By Joli Guenther, MSSW, NASM-CPT
If you find that your back, knees and feet are throbbing after a workout, you may need to look to your shoes for relief. Frequently, overlooked and poor footwear can be a source of workout-related pain for a host of reasons. Shoes may be too old, inappropriate for a specific activity or simply the wrong fit and type for your body. Here are a few tips for getting the most out of your footwear.
For impact activities, a pair of athletic shoes should be used for no more than 500 miles. If you’re very active, say three times a week or more, you should replace your shoes once per quarter. If you’re less active, you should still be replacing your shoes every 6-12 months. Over time, the cushioning and support of your favorite sneakers will break down, leaving you with worsened form and increased susceptibility to impact and injury.

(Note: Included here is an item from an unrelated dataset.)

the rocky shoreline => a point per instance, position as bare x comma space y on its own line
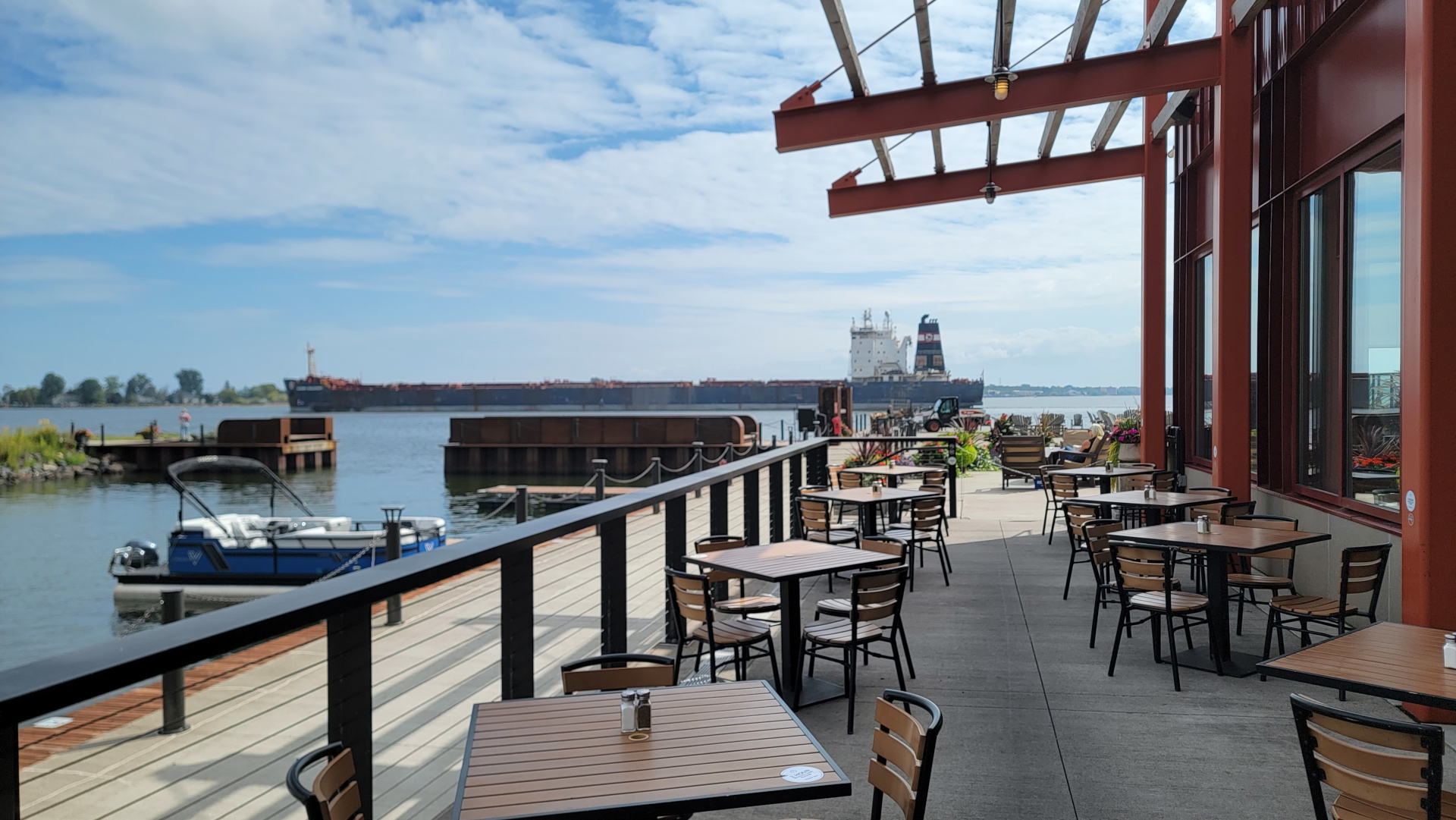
52, 471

Make sure you’re using the right shoes for your game. Are you wearing the same shoes that took you through last winter’s basketball league to train for your first 5K? Changing your activity calls for a change in footwear. For treadmill or outdoor running, you really need a pair of shoes that are specific to your running anatomy. For non-impact activities, such as elliptical-based cardio, walking and weight lifting, a pair of cross trainers will probably be the most comfortable. If you’re giving an indoor sports league a try, make sure you have shoes that are specific to that sport. The lateral movement and agility demands of basketball, soccer, or even aerobics call for greater stabilization and support than your running and walking shoes provide.
Finally, let’s take a look at your anatomy. This is especially important for runners. If you’re large for your frame or have flattened arches, you’ll probably benefit from a stabilizing or motion-control shoe. Another possibility is to add orthotics or arch supports to your athletic shoes. Flattened arches also increase the likelihood of over-pronation, which can cause plantar fasciitis, an inflammation or arch pain. Extra stretching of tight calves and hips can help eliminate or prevent problems cause by flat feet.
Normal arches are the most common foot type and will allow you to choose your shoes based on your frame size and cushioning preference. If you have a smaller build, you may wish to use a neutral-cushioned shoe. If you’re larger, you’ll likely benefit from a stabilization shoe.
Very high arches result in a rigid foot-strike. Foot problems, including plantar fasciitis or claw toes, can be common with a high arch as well. You will benefit from extra cushioning that allows a greater collapse of the arch to cushion your foot strike. You’ll also benefit from additional stretching for your calves, hamstrings, and IT band.
If you notice persistent or nagging pain, you’ll want to consult a doctor or physical therapist to diagnose the problem, but investing in the right shoes now will help keep you going for the long run.